Sie war reich. Dieser eine Mensch hatte sie so mit Liebe beschenkt, daß sie davon der Menschheit mitteilen konnte. Auf der Promenade, unter huldigenden Blicken, bemerkte sie plötzlich das Gesicht des Elends, verließ ihren Wagen, winkte das Geschöpf in eine Seitengasse, fragte aus, half, verschaffte Verdienst: Alles mit Heiterkeit, in Sicherheit, ohne das zweifelhafte Gewissen des Gebenden, aus einfacher Wärme, fern von dem düsteren, menschenfeindlichen Bewußtsein der Vergeblichkeit, das sonst ihre hingestreckte Hand erkältet hatte. Durch Valdomini lernte sie einen sozialistischen Abgeordneten kennen. Zum Schluß des Gespräches sagte er ihr:

„Sie sind die erste und einzige Dame von Florenz, die nicht im Mittelalter lebt.“

Sie lachte: ein so übermütiges Vertrauen war in ihr. Der Bernabei hatte sie schon einen Beitrag zur Volksuniversität abgerungen. Die beiden kleinen Niccoli wollten sogar in die Vorlesungen. Und Claudia Grilli nahm an allem teil, was sie selbst bewegte. Claudia war eine Freundin! Sie brachte Lola Blumen mit.
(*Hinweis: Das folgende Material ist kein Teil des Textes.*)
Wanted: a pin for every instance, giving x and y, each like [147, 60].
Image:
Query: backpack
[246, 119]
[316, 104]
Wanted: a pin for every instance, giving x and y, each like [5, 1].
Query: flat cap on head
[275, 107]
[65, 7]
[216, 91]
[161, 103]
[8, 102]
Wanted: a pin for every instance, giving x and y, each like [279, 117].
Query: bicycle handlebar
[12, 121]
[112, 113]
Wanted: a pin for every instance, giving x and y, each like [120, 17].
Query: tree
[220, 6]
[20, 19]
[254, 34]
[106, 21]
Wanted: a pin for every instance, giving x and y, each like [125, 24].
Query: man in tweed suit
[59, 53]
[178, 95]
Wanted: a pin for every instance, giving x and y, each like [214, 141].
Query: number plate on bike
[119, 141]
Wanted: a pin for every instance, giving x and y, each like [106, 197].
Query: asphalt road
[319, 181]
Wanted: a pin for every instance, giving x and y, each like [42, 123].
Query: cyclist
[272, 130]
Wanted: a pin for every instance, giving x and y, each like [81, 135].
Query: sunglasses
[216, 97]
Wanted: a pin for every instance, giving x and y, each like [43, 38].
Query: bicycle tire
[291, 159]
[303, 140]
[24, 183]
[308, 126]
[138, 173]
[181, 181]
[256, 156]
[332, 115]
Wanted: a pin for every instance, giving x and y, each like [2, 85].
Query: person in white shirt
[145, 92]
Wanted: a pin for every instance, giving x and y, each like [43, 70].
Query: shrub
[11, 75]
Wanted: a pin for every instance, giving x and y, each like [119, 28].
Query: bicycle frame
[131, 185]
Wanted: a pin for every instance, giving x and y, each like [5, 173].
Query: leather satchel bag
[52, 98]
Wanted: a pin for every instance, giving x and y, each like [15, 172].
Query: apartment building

Welch rasche Stunden, wenn ihre eigenen liebsten Wünsche und Gedanken aus Claudias großen, bräunlich weißen Tieraugen in weicherem Glanz zurückglänzten; wenn Claudia mit ihrer gewandten Hand, die gleitend, leicht und fest war wie ihr Schritt, wie ihr Lächeln, über ihre schwarzen Bandeaus strich; wenn sie die einfach und sanft gebogenen Lippen leise von den kleinen Zähnen zog und aus den Winkeln nach Pardi aussah: was er nun noch vorbringen werde. Er verließ, so lange die Freundinnen sich unterredeten, nicht das Haus, lief, die Schultern schüttelnd, vor ihnen auf und ab, hielt plötzlich an und rief sie, mit Gesten, als wollte er sie überwältigen, auf die bewährten Standpunkte zurück. Konnten sie wirklich vergessen, daß sie ohne den Mann keinen Zweck auf der Welt hatten? Er griff sich an die Schläfen, wie in einem Traum, worin eine Schar Puppen ihn anfiele. Lola redete, vor Verlangen stürmisch, auf ihn ein. Welche Vereinigung, welche Umarmung, wenn sie ihn gewänne! Claudia lächelte zu ihm auf; sie wiederholte Lolas Gründe in spitzbübischem Neapolitanisch, und ihre beweglichen kleinen Mienen überkugelten sich vor Spott. Er traf ihre Augen, blieb darin haften und brach seine Widerrede ab. Lola sprach eine Zeitlang allein. Plötzlich, ein wenig zerstreut trotz seiner Heftigkeit, fing er wieder zu streiten an.